— Как он был одет?
— Он был в обычном костюме.
— Мадам Дюко осталась с вами?
— Да. Мы немного поболтали. Профессор спустился к нам около одиннадцати. Мы пробыли вместе у постели больного примерно четверть часа, а потом, поскольку профессор решил, что опасность миновала, решили пойти домой.
— Профессор ушел с мадам Дюко?
— Они почти всегда приходят и уходят вместе.
— Выходит, с без четверти девять и до одиннадцати профессор находился в комнате отдыха один?
— Один. Во всяком случае, в комнате. Но почему вы меня об этом спрашиваете?

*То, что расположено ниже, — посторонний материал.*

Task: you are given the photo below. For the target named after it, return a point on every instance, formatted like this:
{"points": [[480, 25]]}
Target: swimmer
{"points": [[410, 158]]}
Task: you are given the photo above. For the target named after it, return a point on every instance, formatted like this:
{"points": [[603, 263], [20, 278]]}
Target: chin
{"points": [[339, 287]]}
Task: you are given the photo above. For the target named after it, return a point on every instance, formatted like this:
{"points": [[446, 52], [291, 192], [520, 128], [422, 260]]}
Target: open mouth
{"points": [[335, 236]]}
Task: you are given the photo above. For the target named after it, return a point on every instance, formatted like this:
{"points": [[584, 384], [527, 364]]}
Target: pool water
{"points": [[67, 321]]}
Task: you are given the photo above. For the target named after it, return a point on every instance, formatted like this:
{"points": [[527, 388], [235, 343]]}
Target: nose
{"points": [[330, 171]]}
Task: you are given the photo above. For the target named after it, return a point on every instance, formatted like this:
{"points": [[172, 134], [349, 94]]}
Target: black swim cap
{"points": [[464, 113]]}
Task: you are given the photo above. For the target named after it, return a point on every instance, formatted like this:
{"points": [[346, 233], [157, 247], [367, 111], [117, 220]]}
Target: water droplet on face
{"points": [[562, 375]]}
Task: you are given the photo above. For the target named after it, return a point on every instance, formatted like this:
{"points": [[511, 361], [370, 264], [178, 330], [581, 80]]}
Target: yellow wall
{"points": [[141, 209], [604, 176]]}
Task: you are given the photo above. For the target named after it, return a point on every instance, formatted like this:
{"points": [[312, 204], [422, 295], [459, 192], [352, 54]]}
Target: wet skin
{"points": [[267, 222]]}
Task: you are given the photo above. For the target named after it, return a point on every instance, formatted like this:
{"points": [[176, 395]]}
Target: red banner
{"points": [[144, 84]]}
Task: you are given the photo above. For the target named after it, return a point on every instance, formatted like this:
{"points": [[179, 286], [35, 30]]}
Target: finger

— Он мог спуститься вниз незамеченным?
— По лестнице, да.
— И также незаметно миновать внизу окошечко регистратуры?
— Вполне возможно. У нас не особенно обращают внимание на входящих и выходящих врачей. Особенно ночью…
— Спасибо. Простите, ваше имя?
— Манси. Рауль Манси.
Так, значит, сестра мадам Гуэн не ошибалась. Профессор мог, никем не замеченный, выскользнуть из больницы, приехать на авеню Карно и вернуться совершенно незаметно.
— Думаю, мне не обязательно знать, чем вызван ваш визит сюда, — начал было молодой человек в тот момент, когда Мегрэ собрался уходить.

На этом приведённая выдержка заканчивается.